During its Wednesday, Feb. 15, meeting the board adopted a new “financial stability plan” that will put into place “seven major strategies to decrease and control costs while also increasing revenue.”

 

CEO Eric Lewis said his organization “faces significant and unprecedented financial challenges in 2012 and beyond, including reduced reimbursement from government payers, increased uncompensated care costs and higher cost of operations. The financial stability plan is necessary to keep OMC financially stable and to position our organization to survive in the current health care environment.”

 

OMC derives more than 70 percent of its revenues from government payments — Medicare and Medicaid, primarily. Both are likely to be reduced significantly in coming months.

 

When he first proposed the plan to the board during the board’s Feb. 1 meeting, Lewis said the plan doesn’t reflect “a worst-case scenario” and that it’s possible even deeper cuts may be called for.

Seeking stability

The adopted plan calls for postponing the emergency department expansion at Olympic Memorial Hospital by one year, reducing the 2012 capital budget by $4.5 million.

 

Officials noted that while the cost-cutting measures include adjusting employee medical and retirement benefits to the level offered by most area hospitals, the plan doesn’t call for layoffs or outsourcing.

 

The plan does call for expanding local services, which may include opening a new urgent care clinic in Sequim.
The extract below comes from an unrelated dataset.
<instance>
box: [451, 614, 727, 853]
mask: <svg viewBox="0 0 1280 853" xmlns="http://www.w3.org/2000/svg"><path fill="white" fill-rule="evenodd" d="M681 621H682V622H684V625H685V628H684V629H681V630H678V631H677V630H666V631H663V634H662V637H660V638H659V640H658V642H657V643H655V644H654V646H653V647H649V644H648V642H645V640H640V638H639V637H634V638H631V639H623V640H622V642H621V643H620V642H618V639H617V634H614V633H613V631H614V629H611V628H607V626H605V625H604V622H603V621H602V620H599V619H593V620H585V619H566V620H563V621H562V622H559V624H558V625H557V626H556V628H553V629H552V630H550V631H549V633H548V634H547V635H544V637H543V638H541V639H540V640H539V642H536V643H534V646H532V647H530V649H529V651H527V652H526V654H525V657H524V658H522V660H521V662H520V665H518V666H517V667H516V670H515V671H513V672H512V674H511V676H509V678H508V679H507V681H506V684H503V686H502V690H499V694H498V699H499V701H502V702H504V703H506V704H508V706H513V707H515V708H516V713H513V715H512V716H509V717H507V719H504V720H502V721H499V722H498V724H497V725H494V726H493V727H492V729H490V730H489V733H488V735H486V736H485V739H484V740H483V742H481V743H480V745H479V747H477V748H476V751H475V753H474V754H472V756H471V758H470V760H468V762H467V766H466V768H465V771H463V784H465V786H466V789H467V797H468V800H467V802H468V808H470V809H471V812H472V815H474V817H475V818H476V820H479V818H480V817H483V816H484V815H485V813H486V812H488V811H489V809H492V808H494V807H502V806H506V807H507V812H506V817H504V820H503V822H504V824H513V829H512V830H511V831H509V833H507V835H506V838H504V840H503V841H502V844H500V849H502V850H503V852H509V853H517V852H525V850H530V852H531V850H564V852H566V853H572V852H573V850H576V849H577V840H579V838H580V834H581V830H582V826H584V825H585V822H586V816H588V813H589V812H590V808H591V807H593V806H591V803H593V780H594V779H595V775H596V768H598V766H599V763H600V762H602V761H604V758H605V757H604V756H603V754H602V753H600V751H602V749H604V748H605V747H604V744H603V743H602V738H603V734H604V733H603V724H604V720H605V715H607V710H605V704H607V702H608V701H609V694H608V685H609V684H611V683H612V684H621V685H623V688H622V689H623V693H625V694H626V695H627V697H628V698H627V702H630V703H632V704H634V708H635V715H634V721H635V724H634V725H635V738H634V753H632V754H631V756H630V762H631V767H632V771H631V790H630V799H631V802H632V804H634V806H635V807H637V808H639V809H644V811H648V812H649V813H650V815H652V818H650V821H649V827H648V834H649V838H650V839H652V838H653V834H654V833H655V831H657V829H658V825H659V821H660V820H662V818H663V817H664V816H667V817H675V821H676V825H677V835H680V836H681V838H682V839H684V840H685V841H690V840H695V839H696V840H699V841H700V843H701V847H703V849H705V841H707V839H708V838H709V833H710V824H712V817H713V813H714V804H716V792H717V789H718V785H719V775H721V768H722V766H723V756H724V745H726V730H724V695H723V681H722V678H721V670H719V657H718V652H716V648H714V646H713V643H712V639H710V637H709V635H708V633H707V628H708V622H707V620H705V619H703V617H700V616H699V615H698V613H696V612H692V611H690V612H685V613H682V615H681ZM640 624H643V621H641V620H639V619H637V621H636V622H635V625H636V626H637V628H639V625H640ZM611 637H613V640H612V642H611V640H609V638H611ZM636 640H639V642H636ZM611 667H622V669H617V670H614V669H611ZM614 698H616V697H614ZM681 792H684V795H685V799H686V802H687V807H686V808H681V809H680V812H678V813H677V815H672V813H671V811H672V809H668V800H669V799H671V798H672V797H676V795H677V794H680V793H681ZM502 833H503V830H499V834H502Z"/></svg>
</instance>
OMC officials hope that by expanding local services revenues can be pumped up by as much as $1 million this year.

 

The plan also calls for expanding services in neurology, cardiology, sleep medicine, orthopedics, cancer care and primary care.

 

OMC officials also are hoping their continuing legislative advocacy efforts will bear fruit.

 

An executive summary of the Financial Stability Plan is available at www.OlympicMedical.org.